Maybe it's a matter of similar underlying conditions which produced both - Western European Christianity in its earlier and modern forms, AND the Enlightenment, with a lot of bitter and dynamic interaction between the two.
Christianity in Europe has never been as monolithic and absolute as Islam, given its geography, multitude of political entities, often at war with each other and with any absolutist tendency of the Churches, and differing histories - all of which made absolutism, or Caesaropapism, unworkable, thereby inevitably opening the door to differences, schisms and, ultimately, hugely varying points of view and philosophical developments.

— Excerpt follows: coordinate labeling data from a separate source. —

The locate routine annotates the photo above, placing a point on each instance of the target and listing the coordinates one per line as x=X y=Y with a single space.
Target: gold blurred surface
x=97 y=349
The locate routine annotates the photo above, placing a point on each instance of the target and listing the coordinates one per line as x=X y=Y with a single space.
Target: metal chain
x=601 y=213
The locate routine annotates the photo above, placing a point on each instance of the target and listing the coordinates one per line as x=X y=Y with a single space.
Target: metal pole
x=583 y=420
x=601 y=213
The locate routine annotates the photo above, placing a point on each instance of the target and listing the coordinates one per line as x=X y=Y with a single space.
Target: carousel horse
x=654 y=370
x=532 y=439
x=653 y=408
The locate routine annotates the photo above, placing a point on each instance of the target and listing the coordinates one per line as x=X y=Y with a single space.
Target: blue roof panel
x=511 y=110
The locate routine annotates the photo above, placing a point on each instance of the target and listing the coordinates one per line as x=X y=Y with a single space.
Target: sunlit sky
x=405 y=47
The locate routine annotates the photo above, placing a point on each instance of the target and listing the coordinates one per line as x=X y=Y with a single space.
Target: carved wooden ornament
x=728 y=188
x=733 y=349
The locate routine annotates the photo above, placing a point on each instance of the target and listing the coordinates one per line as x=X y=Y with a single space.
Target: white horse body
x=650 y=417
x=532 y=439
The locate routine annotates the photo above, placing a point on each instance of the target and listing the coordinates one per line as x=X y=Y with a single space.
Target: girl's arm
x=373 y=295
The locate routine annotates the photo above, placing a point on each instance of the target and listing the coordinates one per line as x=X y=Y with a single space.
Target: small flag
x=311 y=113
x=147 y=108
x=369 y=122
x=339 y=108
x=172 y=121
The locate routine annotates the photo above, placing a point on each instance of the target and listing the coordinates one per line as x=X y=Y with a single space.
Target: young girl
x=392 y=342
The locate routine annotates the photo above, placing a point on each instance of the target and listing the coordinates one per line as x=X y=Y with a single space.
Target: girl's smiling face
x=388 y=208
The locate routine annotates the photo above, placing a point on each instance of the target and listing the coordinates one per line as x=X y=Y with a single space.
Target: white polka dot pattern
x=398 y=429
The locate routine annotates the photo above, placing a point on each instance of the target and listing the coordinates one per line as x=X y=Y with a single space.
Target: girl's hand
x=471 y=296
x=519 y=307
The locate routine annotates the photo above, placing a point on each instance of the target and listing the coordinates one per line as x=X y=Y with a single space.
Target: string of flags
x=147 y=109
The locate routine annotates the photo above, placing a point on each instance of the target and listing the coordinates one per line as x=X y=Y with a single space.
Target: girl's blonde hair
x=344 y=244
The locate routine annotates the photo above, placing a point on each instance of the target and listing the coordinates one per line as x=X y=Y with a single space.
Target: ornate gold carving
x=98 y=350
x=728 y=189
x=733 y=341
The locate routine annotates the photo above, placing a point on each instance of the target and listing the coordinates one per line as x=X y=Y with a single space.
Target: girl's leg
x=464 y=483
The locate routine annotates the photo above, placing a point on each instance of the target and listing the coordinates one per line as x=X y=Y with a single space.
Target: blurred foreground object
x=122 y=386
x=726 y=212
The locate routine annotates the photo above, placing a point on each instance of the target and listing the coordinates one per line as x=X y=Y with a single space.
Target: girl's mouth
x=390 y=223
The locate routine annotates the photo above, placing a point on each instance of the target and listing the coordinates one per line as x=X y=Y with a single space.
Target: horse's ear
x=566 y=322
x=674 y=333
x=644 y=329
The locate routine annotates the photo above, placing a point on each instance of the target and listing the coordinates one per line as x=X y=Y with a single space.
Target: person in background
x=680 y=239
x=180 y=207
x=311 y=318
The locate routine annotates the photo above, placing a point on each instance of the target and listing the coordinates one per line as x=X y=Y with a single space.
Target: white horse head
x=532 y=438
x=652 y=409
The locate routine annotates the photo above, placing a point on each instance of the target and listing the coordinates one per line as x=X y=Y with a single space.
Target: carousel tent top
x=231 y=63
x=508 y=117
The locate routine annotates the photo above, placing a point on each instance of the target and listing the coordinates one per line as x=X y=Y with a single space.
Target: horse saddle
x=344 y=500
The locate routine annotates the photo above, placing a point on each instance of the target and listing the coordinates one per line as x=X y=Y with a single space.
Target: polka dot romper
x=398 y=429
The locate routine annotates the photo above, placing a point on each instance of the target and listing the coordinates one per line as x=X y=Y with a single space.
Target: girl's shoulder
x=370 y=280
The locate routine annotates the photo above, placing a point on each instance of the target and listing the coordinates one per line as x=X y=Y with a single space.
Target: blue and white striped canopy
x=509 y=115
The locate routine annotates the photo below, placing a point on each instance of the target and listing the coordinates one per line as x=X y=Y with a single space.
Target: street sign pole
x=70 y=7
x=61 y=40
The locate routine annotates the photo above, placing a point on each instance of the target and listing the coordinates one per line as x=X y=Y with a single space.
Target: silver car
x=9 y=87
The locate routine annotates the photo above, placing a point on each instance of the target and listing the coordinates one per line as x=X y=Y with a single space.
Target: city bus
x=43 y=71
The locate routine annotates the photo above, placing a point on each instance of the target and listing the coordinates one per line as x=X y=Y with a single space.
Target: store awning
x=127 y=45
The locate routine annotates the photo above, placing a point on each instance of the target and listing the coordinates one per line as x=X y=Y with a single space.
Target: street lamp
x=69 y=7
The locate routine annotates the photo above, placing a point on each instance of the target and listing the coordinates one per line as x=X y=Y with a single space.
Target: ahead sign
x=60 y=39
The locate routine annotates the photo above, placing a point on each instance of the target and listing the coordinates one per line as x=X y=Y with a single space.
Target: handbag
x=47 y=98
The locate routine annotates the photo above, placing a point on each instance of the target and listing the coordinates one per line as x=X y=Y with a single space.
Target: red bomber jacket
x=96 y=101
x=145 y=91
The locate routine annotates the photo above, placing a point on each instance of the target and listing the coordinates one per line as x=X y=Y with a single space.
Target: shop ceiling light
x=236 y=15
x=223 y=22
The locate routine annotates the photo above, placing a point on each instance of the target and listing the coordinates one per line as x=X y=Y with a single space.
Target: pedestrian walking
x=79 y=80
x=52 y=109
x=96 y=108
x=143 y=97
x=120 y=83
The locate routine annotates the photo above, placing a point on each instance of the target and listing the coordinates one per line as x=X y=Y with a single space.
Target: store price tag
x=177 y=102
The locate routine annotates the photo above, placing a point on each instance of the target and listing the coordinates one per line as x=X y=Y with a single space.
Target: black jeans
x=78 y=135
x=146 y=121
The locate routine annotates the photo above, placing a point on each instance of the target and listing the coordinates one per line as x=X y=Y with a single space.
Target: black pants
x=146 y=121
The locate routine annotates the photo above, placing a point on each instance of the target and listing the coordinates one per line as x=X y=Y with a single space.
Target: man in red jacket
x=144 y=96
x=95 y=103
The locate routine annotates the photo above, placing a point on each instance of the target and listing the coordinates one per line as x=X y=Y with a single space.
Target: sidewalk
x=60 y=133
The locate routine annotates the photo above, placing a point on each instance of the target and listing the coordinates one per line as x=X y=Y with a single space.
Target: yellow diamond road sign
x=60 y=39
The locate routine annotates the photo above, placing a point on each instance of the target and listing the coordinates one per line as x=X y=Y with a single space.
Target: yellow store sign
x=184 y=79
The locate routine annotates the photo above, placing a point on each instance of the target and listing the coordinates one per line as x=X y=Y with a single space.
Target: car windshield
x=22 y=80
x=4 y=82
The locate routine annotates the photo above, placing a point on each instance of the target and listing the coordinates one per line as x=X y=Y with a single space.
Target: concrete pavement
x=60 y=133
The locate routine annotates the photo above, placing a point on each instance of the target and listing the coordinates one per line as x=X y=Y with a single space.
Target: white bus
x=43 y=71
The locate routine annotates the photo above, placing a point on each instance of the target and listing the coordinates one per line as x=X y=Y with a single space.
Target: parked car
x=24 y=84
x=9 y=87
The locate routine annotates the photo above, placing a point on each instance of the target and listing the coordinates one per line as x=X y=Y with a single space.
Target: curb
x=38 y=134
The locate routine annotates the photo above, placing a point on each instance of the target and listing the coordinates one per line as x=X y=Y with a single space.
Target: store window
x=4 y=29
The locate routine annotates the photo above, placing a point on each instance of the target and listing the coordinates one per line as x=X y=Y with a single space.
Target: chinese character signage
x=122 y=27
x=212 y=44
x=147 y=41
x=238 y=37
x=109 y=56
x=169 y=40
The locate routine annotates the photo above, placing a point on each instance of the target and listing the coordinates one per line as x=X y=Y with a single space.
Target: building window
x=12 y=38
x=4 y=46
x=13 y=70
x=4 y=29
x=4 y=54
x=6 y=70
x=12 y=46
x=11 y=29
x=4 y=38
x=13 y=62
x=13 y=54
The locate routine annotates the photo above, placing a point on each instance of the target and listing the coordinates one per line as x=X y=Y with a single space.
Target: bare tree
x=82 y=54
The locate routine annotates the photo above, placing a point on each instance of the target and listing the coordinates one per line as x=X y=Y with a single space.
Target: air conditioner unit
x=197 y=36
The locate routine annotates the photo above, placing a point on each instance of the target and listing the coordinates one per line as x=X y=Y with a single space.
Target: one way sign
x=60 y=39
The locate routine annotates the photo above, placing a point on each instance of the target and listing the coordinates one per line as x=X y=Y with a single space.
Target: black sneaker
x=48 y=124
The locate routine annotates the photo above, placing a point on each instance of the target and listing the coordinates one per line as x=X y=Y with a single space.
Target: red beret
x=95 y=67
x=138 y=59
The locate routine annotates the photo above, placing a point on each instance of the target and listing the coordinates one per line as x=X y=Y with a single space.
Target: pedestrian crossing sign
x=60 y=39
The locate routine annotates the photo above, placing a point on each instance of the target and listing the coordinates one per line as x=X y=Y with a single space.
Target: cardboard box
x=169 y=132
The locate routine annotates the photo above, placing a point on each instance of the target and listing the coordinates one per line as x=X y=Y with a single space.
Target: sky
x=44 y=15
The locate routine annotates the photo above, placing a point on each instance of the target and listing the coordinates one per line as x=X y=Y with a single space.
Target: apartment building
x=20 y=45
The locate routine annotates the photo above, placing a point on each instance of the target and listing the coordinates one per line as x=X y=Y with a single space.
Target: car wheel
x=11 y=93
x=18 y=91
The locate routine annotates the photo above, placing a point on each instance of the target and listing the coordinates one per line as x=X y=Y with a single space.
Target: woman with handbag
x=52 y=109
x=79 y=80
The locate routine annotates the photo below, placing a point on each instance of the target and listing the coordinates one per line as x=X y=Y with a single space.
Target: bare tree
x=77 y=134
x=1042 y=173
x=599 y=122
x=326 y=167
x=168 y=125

In contrast, Islam has had the utterly deadening hand of absolutism (or competing absolutisms) coupled with a total prohibition on questioning, discussion and therefore genuine philosophical, social, scientific, political and economic development above a basic minimum.
In other words, Christianity - unwittingly but unstoppably - helped to spawn scientific enquiry, technological development, independent enterprise, and an expansion of the scope of human rights.
As an atheist, and an anti-Gramscian post-Marxist, I'm quite comfortable with acknowledging the key roles that the various and competing strands of Christianity may have contributed ultimately, if indirectly, to the Enlightenment and to our modern-day perspectives on human rights.
We should give credit where credit is due, and build on the achievements of those who have come before us, instead of tearing them down and expecting Utopias to rise up out of ashes.